While there are a great number of poetic and emotional testimonies in the book, not all women featured were driven by specific life events or ‘aha’ moments. For many, the road traveled was long and winding. They explore different countries, try their hand at different financing jobs, volunteer with charities and NGO’s.  They spend long hours looking at balance sheets, research papers and budget projections before eventually dedicating themselves to sustainability careers. As Julia Hoglund, a sustainability strategy advisor, states in her contribution, change often comes slowly and incrementally. It can even be quite boring, in this sense.

The journey towards becoming a changemaker can be surprising, also. ‘I had never planned to become a children’s book author, let alone an advocate for the United Nations’ seventeen Sustainable Development Goals’, writes Mara Catherine Harvey, CEO of VP Bank Switzerland. She describes the long thought process that led her to eventually writing a book of children’s poetry, that teaches children how to make sensible and sustainable money choices. The SDGs, to her, should be learned just like the ABCs, informing all future decisions these children will make.

No child ever should be poor,
nor be hungry ever more.
Nor be ill without good care,
so, life is better everywhere.
Excerpt from "Start Doing Good (SDG)" by Mara Catherine Harvey

 

Crucial in almost all testimonies is the need for collaboration. ‘Leadership is often defined based on power and wealth’, writes Yasmina Zaidman, Chief Development and Partnerships Officer at Acumen, one of our members. ‘But the people who’ve inspired me have chosen other metrics of success. Specifically, they have chosen to listen, to empower others, to act with compassion, and to creative positive social change’. These are qualities all women in the book share in their own way.

‘Standing Up For the Planet’ does well in bringing a range of interesting perspectives to the table and making positive change feel realistic and achievable.
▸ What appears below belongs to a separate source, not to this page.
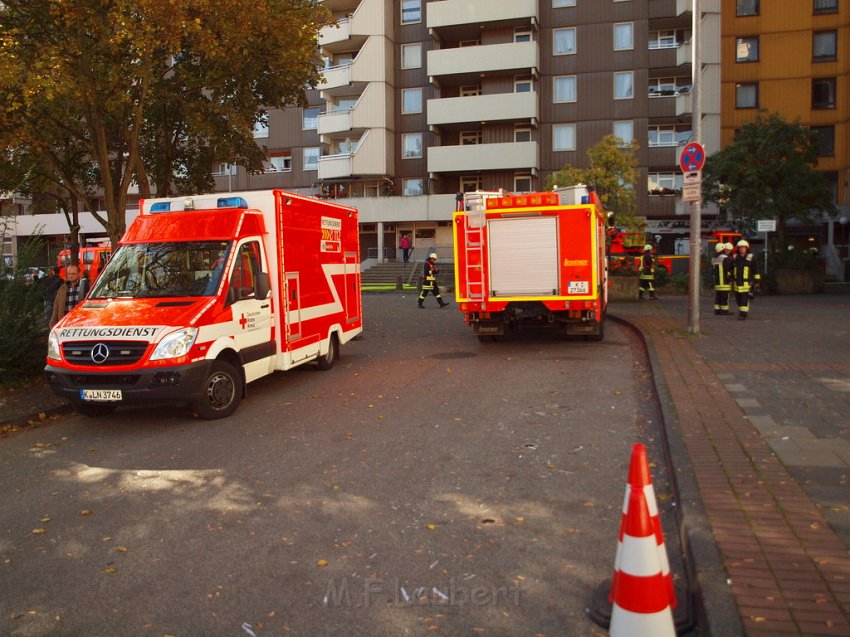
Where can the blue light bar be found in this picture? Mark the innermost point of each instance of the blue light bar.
(231, 202)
In the words of Christina Senn-Jakobsen, Managing Director of Swiss Food & Nutrition Valley, ‘everyone in this book is a normal person, one whose journey just happened to expose them to a situation or challenge that helped them find their purpose’.  While that is true, it does not make their efforts any less valuable. If anything, it shows that anyone can decide to contribute to positive change, from any angle, and at any moment in their career. 

Perhaps the most fitting salute can be read at the very end of the book, in the contribution of Una Terra’s Luca Zerbini:

‘While men such as Jeff Bezos, Elon Musk, and Richard Branson still spend billions looking at infeasible solutions to relocate on a different planet, these incredible women continue to show us that the solution is here, in the most beautiful home we could have ever hoped for, if only we can protect and nurture it like they do every day, rather than treating it as an infinite resource to take advantage of and to abuse at will.’